Sen. Ben Sasse, R-Nebraska, says the digital revolution that fundamentally changed the economy is also "undermining" the country's overall sense of community.
"We're living through a digital revolution which is undermining 'place.' I think the biggest problem in America right now is loneliness. And the good news is it's fixable, but it requires friendship. It requires more attention to place and family and shared vocation and work and neighborhood and worshipping communities," Sasse said on "Face the Nation" Sunday.
In his new book "Them: Why We Hate Each Other — and How to Heal," Sasse argues that politics alone can't solve the country's problems. He said Sunday that the issues Americans are struggling with have been "decades in the coming" and aren't the fault of one specific figure or political ideology.

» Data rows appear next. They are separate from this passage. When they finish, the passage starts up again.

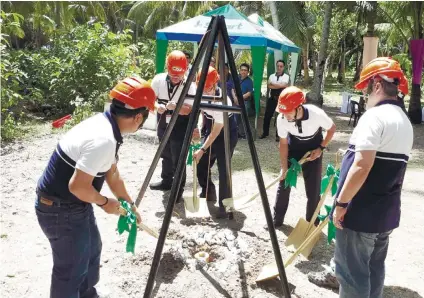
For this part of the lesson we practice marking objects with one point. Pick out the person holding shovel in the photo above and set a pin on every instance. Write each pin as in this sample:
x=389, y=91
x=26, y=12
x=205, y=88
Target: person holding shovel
x=213, y=146
x=168, y=87
x=300, y=129
x=84, y=158
x=367, y=203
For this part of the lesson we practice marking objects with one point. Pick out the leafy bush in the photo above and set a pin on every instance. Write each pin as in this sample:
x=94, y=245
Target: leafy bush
x=84, y=63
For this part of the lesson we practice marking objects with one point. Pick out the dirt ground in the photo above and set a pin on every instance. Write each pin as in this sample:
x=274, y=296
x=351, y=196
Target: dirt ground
x=239, y=248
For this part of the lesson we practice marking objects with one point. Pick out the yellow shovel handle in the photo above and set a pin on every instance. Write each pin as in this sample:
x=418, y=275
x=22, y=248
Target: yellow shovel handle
x=141, y=225
x=306, y=242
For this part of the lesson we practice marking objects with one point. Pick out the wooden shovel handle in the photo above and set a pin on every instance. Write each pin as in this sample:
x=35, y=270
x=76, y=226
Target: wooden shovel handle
x=141, y=225
x=306, y=242
x=321, y=202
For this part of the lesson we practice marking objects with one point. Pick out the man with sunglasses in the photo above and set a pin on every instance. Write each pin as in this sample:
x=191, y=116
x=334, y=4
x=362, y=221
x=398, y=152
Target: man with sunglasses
x=246, y=85
x=86, y=157
x=300, y=129
x=276, y=83
x=367, y=203
x=168, y=87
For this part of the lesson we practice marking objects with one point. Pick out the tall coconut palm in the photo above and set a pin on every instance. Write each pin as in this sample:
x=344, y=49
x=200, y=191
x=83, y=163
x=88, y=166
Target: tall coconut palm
x=407, y=19
x=316, y=97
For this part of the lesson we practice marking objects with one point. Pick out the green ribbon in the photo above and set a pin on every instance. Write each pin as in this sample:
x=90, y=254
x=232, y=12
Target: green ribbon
x=331, y=232
x=124, y=224
x=292, y=172
x=193, y=148
x=331, y=171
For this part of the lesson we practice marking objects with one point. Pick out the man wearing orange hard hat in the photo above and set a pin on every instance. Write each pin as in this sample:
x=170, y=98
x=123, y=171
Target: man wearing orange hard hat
x=213, y=145
x=86, y=157
x=367, y=203
x=168, y=87
x=300, y=129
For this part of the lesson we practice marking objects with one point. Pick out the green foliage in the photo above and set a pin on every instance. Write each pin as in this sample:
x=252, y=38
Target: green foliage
x=83, y=110
x=147, y=58
x=83, y=63
x=11, y=77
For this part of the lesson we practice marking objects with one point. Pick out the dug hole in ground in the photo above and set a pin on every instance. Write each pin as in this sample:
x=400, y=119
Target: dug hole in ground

"President Trump can't fix this. He didn't cause this. Politics can't fix this. Politics didn't cause this, but it's true that our political tribalism is filling that vacuum, that loneliness that's coming from all these other institutions," he said. "We have a decline of the nuclear family structure, a lot the last 25 years, and politics is a place people look to try to find meaning in the absence of these other communities that actually can make you happy."
Sasse said social media is partly responsible for the decline of a sense of community.

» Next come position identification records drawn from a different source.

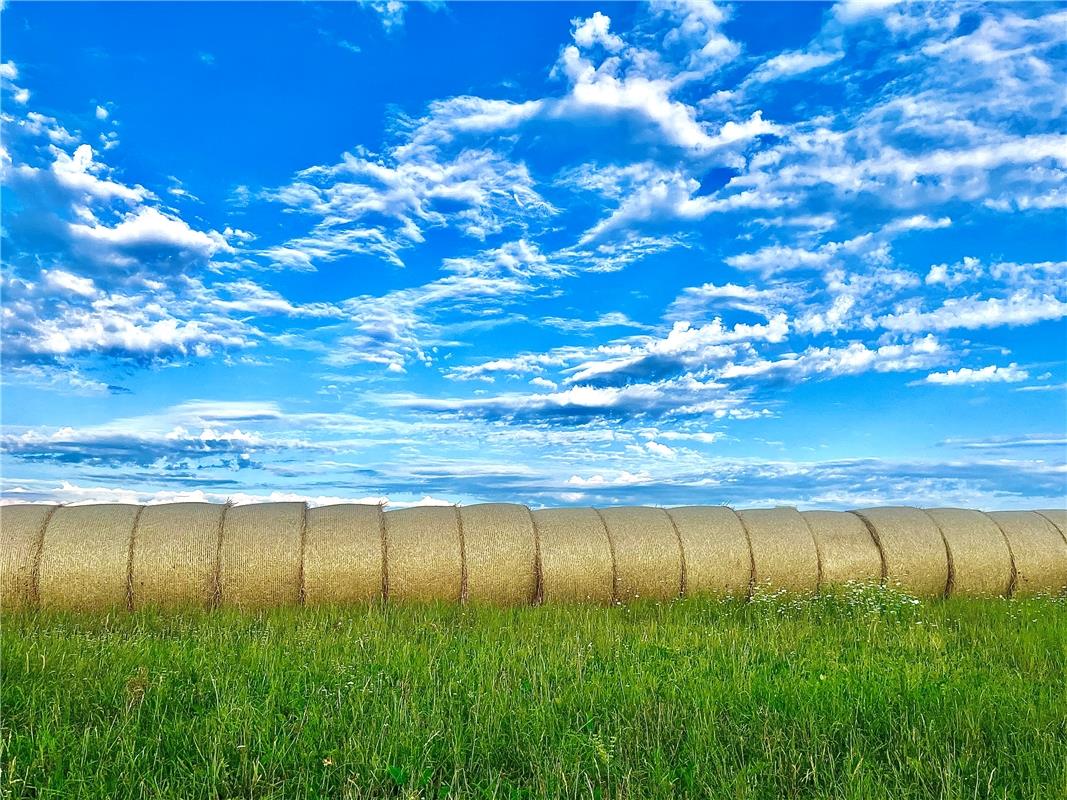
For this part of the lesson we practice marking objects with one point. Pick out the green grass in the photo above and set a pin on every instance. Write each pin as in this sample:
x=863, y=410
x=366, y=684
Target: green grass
x=865, y=694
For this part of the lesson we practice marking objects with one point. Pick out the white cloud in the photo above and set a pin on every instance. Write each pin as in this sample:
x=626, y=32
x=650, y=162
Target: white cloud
x=594, y=31
x=1019, y=308
x=967, y=377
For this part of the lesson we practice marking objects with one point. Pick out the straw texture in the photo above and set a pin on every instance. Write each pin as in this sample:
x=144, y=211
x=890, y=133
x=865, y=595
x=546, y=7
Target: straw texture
x=500, y=554
x=846, y=549
x=717, y=558
x=912, y=547
x=20, y=531
x=343, y=555
x=783, y=549
x=576, y=562
x=259, y=558
x=1057, y=517
x=85, y=556
x=174, y=555
x=648, y=559
x=981, y=560
x=1038, y=549
x=425, y=554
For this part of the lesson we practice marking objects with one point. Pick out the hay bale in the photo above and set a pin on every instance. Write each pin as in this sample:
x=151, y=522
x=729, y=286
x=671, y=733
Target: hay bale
x=500, y=550
x=847, y=553
x=718, y=560
x=259, y=560
x=21, y=530
x=648, y=556
x=175, y=553
x=84, y=557
x=912, y=548
x=576, y=558
x=1057, y=517
x=343, y=555
x=1038, y=550
x=981, y=560
x=425, y=554
x=783, y=549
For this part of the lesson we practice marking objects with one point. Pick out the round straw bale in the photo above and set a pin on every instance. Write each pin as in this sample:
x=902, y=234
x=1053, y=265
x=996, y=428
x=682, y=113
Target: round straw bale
x=846, y=549
x=717, y=557
x=981, y=560
x=21, y=528
x=500, y=553
x=1037, y=549
x=259, y=558
x=576, y=560
x=648, y=558
x=783, y=549
x=343, y=555
x=175, y=548
x=912, y=547
x=425, y=554
x=84, y=558
x=1057, y=517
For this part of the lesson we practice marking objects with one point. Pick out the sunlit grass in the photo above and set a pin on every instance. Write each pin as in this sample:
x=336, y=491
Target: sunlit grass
x=862, y=694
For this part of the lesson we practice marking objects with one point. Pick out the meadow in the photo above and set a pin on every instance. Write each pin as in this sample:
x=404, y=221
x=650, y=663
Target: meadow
x=863, y=693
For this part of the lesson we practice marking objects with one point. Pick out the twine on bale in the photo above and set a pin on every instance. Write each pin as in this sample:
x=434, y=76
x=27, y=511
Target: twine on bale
x=717, y=558
x=217, y=591
x=173, y=561
x=21, y=533
x=425, y=556
x=539, y=568
x=1038, y=549
x=129, y=562
x=917, y=559
x=980, y=562
x=783, y=549
x=84, y=555
x=684, y=582
x=615, y=561
x=343, y=555
x=499, y=553
x=1057, y=517
x=575, y=556
x=645, y=545
x=385, y=552
x=847, y=553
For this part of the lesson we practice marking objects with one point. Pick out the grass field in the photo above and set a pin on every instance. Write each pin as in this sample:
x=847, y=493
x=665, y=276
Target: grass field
x=865, y=694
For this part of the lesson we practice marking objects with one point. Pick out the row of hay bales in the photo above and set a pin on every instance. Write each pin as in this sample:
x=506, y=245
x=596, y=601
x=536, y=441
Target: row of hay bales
x=116, y=556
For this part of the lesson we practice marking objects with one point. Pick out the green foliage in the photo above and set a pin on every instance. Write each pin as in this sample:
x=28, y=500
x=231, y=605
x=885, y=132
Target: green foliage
x=864, y=693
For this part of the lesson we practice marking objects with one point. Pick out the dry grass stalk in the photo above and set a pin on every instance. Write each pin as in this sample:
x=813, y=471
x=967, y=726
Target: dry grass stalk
x=343, y=555
x=717, y=557
x=783, y=549
x=500, y=554
x=576, y=559
x=425, y=554
x=84, y=557
x=648, y=559
x=21, y=529
x=981, y=560
x=912, y=547
x=259, y=561
x=174, y=555
x=1038, y=549
x=846, y=550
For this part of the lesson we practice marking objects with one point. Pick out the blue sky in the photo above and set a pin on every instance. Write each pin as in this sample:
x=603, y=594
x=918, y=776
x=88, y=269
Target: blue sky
x=548, y=253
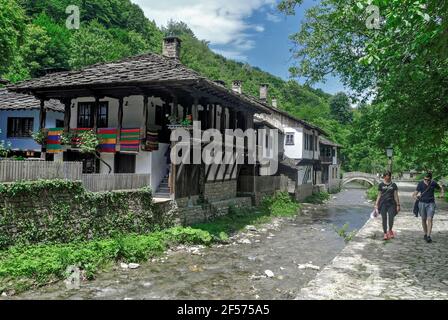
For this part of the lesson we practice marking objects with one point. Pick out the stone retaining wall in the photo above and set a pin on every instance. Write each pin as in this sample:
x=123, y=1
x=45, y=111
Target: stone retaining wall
x=61, y=212
x=208, y=212
x=216, y=191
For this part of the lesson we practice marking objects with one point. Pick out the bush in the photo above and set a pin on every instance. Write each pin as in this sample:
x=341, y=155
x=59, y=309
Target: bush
x=280, y=205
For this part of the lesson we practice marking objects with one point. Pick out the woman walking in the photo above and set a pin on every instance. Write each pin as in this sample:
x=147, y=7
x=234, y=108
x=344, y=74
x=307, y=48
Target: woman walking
x=388, y=204
x=427, y=203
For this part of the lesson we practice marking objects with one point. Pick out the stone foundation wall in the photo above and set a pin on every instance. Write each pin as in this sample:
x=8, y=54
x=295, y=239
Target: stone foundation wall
x=204, y=213
x=216, y=191
x=62, y=211
x=304, y=191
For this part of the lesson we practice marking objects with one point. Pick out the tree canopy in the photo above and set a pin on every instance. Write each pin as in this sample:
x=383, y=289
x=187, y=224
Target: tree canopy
x=401, y=65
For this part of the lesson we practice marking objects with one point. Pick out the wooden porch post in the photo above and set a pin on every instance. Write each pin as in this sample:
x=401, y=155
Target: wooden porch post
x=42, y=124
x=67, y=114
x=232, y=119
x=144, y=126
x=175, y=106
x=196, y=109
x=42, y=115
x=215, y=116
x=95, y=110
x=120, y=121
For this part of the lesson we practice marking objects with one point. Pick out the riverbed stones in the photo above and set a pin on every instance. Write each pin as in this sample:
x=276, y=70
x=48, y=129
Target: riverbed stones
x=244, y=241
x=269, y=274
x=251, y=228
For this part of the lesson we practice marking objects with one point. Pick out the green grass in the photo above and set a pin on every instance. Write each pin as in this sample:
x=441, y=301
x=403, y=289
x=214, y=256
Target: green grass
x=318, y=198
x=372, y=193
x=25, y=267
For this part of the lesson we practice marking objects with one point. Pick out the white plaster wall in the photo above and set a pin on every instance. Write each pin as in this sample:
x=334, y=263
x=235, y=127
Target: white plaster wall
x=110, y=159
x=159, y=167
x=143, y=163
x=295, y=151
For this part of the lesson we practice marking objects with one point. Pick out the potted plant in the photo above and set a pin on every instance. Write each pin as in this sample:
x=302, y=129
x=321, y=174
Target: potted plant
x=40, y=137
x=4, y=148
x=89, y=144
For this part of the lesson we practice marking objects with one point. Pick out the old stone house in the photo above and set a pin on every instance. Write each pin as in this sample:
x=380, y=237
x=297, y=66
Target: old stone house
x=133, y=105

"It turns out if you go from 200 to 500 social media friends or 500 to 1000. You don't get happier. But if you know the neighbor who lives two doors away from you, statistically you're more likely to be happy," Sasse said. "We need to attend to those kind of things. It's a big deal."

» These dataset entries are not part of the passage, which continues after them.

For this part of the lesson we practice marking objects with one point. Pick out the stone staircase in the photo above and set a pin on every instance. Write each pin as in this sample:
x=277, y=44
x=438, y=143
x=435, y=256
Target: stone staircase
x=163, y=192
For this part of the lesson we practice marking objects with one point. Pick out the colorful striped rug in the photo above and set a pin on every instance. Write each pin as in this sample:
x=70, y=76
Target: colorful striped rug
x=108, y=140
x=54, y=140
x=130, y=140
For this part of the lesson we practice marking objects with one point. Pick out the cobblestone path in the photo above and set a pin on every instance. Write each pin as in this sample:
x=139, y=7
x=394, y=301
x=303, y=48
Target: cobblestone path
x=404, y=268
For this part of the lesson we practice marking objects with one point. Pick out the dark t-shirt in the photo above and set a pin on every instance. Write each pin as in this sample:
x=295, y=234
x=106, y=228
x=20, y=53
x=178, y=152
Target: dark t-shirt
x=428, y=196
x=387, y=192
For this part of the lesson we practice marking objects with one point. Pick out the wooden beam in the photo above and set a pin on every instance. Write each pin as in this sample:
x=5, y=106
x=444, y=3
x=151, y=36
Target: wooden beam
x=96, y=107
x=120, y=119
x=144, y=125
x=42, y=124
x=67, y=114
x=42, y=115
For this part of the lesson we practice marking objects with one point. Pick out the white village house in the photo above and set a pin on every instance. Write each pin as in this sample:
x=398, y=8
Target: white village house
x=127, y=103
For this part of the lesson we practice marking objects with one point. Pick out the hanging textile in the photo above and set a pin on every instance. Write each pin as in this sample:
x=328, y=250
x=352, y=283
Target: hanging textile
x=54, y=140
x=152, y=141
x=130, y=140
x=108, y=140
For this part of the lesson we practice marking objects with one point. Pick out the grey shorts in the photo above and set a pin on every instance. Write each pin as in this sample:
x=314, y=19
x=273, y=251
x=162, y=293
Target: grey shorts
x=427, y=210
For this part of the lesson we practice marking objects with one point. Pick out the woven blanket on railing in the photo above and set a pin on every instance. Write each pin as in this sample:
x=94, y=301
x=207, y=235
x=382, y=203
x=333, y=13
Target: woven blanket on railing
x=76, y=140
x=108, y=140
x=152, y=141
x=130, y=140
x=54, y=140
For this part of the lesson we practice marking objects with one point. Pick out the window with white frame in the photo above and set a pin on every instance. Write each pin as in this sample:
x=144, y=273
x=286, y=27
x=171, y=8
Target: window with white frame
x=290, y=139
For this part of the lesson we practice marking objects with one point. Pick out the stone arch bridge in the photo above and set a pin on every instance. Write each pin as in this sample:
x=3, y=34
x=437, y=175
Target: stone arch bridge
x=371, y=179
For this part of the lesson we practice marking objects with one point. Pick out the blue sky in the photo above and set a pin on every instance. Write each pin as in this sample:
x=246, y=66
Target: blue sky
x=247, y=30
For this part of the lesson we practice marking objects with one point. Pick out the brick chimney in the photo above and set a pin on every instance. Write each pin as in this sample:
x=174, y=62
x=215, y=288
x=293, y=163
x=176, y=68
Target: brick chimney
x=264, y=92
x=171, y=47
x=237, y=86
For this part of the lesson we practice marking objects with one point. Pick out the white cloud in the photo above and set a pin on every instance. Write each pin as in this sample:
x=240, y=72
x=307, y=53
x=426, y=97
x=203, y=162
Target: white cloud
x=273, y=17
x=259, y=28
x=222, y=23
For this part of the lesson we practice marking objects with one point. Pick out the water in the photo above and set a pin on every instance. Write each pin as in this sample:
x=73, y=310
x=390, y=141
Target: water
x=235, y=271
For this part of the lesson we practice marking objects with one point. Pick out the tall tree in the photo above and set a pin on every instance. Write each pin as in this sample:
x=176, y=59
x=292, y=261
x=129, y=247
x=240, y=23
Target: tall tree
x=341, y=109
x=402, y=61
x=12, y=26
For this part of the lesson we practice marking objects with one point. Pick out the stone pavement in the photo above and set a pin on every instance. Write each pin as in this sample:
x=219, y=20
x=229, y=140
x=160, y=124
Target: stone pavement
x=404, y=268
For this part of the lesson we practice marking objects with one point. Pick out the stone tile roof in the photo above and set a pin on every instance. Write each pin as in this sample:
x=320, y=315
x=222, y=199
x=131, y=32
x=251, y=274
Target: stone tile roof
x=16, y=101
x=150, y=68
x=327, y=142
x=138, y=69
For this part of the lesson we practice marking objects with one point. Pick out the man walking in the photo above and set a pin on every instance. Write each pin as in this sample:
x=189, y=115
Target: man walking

A fix for the country's issues? Sasse suggests rediscovering "plural vocations."
"Work is statistically one of the most significant drivers of whether or not people are happy. And part of that is because we like to do stuff together. We like to have shared projects," said Sasse.
He added that it was now the responsibility of politicians in Washington to explain to the American people that the days of "lifelong jobs" are gone.
"We shouldn't be lying to the American people about it. We should be thinking about what does it look like to help people get back to work, back to meaningful employment, back to shared labor with their neighbors when they're 35 and 40 and 45. We can't say, "I politician am going to protect your jobs forever." Because it's not true."